Salience in Quality Disclosure: Evidence from the U.S. News College Rankings
Article first published online: 9 JAN 2013
© 2013 Wiley Periodicals, Inc.
Journal of Economics & Management Strategy
Volume 22, Issue 1, pages 58–77, Spring 2013
How to Cite
Luca, M. and Smith, J. (2013), Salience in Quality Disclosure: Evidence from the U.S. News College Rankings. Journal of Economics & Management Strategy, 22: 58–77. doi: 10.1111/jems.12003
- Issue published online: 9 JAN 2013
- Article first published online: 9 JAN 2013
This paper investigates the impact of college rankings, and the visibility of those rankings, on students’ application decisions. Using natural experiments from U.S. News and World Report College Rankings, we present two main findings. First, we identify a causal impact of rankings on application decisions. When explicit rankings of colleges are published in U.S. News, a one-rank improvement leads to a 1-percentage-point increase in the number of applications to that college.

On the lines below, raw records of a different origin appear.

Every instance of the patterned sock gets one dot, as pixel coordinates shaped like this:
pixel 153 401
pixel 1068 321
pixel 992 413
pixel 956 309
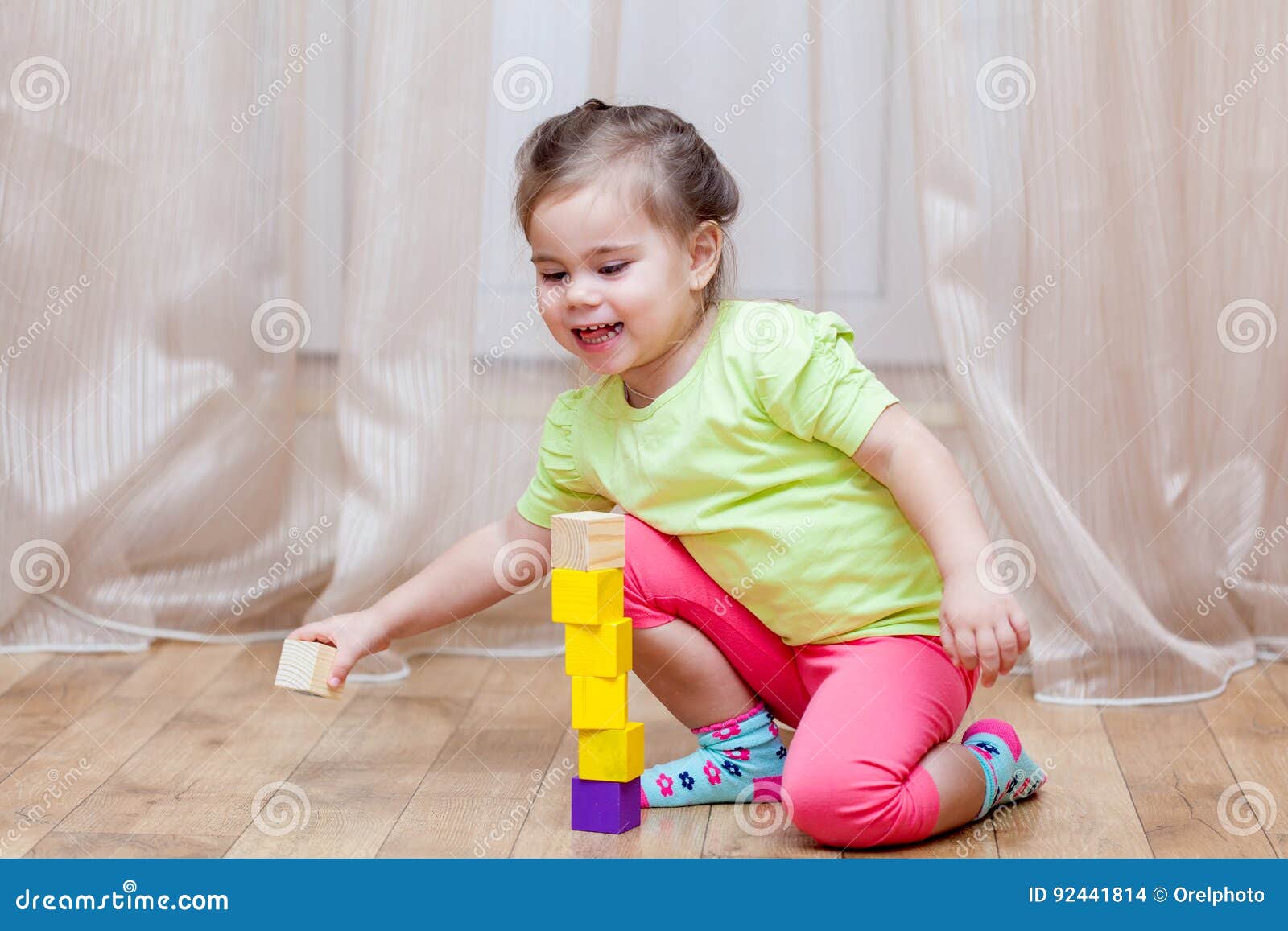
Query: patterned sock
pixel 997 747
pixel 1028 779
pixel 732 757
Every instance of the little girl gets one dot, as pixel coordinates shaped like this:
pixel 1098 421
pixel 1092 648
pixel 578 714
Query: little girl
pixel 800 547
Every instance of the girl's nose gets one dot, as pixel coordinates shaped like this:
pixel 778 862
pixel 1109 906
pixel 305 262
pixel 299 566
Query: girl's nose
pixel 580 294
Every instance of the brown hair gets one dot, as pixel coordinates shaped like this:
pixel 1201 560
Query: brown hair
pixel 678 178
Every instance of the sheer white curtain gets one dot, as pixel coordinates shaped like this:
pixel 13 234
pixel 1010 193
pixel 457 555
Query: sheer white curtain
pixel 199 199
pixel 1105 209
pixel 178 460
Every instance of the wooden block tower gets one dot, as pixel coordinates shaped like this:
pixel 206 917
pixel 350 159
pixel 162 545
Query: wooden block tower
pixel 588 557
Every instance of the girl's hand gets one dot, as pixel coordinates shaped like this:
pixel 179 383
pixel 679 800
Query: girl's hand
pixel 353 635
pixel 979 628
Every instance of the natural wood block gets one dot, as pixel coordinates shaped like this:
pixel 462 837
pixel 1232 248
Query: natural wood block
pixel 306 666
pixel 598 649
pixel 615 756
pixel 585 598
pixel 588 541
pixel 598 703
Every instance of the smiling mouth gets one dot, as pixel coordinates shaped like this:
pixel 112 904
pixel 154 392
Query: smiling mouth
pixel 599 334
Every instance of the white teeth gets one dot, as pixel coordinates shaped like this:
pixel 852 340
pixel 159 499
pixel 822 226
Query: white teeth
pixel 611 330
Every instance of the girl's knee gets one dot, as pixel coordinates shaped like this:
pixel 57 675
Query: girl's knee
pixel 861 808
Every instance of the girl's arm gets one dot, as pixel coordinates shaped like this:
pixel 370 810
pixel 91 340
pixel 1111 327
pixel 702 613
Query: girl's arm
pixel 978 628
pixel 474 573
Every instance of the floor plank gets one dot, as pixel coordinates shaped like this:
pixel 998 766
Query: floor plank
pixel 87 752
pixel 201 772
pixel 14 666
pixel 472 757
pixel 480 789
pixel 1249 723
pixel 361 776
pixel 1176 772
pixel 51 697
pixel 66 843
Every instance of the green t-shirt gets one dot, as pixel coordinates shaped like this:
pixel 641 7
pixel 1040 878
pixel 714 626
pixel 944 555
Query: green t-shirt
pixel 746 459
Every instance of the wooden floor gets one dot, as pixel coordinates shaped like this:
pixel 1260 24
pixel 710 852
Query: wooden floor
pixel 178 752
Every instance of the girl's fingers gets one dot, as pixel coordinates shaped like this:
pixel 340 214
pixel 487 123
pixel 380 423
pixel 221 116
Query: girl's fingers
pixel 950 644
pixel 989 656
pixel 1021 624
pixel 966 648
pixel 1008 647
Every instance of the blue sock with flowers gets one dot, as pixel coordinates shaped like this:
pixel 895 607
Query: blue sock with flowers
pixel 737 760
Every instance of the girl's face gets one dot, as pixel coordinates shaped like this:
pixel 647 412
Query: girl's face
pixel 615 290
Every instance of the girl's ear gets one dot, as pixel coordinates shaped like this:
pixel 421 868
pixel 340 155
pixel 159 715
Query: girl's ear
pixel 705 254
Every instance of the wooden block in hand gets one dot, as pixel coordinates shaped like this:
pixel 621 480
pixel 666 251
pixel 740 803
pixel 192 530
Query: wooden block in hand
pixel 615 756
pixel 598 703
pixel 598 649
pixel 306 666
pixel 588 541
pixel 585 598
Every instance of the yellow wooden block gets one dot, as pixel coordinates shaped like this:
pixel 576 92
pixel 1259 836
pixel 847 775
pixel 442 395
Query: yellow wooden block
pixel 615 756
pixel 585 598
pixel 588 540
pixel 598 703
pixel 598 649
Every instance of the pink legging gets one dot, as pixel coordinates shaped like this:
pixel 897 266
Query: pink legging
pixel 865 712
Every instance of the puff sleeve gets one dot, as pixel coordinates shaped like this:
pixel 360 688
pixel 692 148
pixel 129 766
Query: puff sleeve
pixel 558 486
pixel 811 385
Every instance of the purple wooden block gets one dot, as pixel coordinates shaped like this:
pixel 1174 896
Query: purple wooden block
pixel 605 808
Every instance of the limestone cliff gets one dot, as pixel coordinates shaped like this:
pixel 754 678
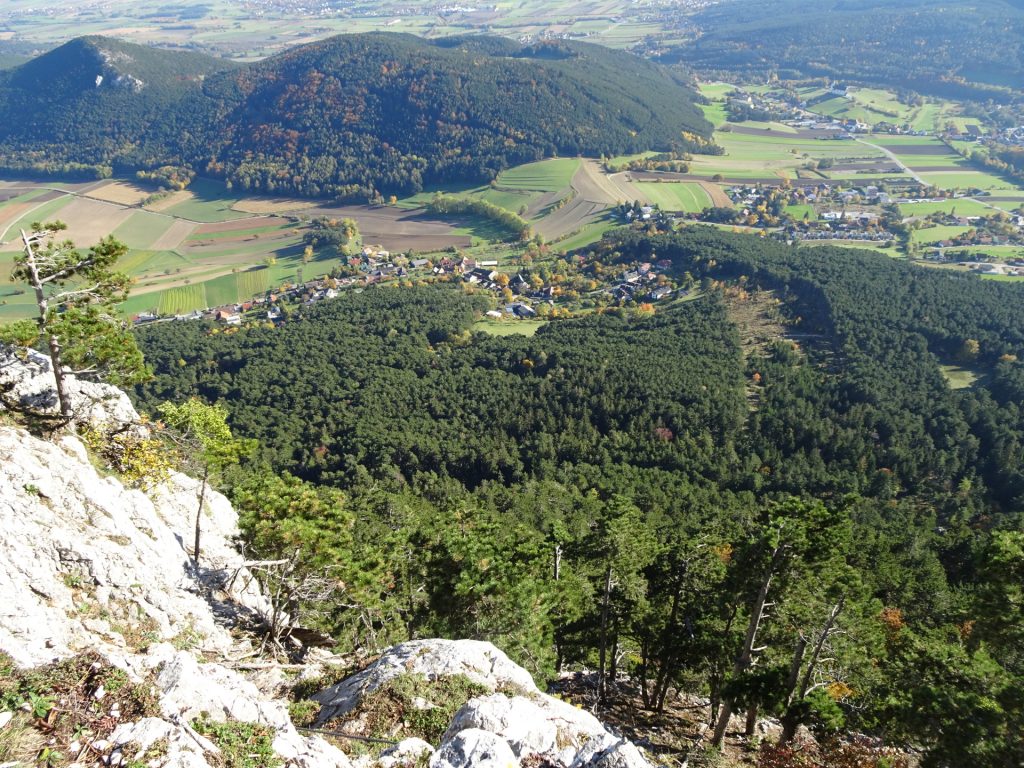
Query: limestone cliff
pixel 100 576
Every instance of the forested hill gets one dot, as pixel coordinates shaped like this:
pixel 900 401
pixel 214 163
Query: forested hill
pixel 94 99
pixel 620 481
pixel 953 48
pixel 352 116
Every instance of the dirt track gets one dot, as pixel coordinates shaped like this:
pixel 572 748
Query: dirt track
pixel 397 229
pixel 173 237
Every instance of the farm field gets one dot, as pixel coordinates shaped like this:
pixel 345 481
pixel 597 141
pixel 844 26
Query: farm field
pixel 675 196
pixel 960 207
pixel 766 156
pixel 203 251
pixel 236 29
pixel 997 253
pixel 878 104
pixel 936 233
pixel 509 327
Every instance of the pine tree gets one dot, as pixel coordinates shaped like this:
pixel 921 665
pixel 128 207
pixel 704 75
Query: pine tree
pixel 76 295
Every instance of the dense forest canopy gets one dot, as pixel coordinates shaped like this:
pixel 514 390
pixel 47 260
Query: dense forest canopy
pixel 622 481
pixel 354 116
pixel 950 48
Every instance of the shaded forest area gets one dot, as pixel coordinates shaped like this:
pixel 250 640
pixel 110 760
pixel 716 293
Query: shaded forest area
pixel 354 117
pixel 602 493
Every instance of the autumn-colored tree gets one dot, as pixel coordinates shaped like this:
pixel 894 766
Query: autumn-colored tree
pixel 76 295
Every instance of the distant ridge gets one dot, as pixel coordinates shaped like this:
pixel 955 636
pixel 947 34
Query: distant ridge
pixel 351 117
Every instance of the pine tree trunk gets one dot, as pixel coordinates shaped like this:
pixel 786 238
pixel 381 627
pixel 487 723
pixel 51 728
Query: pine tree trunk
pixel 747 654
pixel 752 720
pixel 603 650
pixel 199 516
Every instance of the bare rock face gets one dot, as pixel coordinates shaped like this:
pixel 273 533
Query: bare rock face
pixel 515 724
pixel 88 564
pixel 480 662
pixel 27 382
pixel 476 749
pixel 91 560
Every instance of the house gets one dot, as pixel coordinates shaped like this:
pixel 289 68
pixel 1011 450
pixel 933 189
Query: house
pixel 227 317
pixel 659 293
pixel 521 310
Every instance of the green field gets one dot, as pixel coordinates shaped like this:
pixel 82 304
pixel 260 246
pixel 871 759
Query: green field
pixel 1004 278
pixel 182 299
pixel 588 236
pixel 546 175
pixel 211 203
pixel 44 212
pixel 800 211
pixel 961 207
pixel 509 327
pixel 997 253
pixel 961 378
pixel 968 180
pixel 716 93
pixel 677 196
pixel 142 229
pixel 935 233
pixel 767 157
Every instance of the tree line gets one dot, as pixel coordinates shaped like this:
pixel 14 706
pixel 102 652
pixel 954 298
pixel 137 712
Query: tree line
pixel 839 551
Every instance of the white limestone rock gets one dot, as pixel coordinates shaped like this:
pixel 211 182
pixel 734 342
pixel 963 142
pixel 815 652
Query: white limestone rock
pixel 520 722
pixel 406 753
pixel 474 749
pixel 27 381
pixel 609 752
pixel 75 545
pixel 480 662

Second, we show that the response to the information represented in rankings depends on the way in which that information is presented. Rankings have no effect on application decisions when colleges are listed alphabetically, even when readers are provided data on college quality and the methodology used to calculate rankings. This finding provides evidence that the salience of information is a central determinant of a firm's demand function, even for purchases as large as college attendance.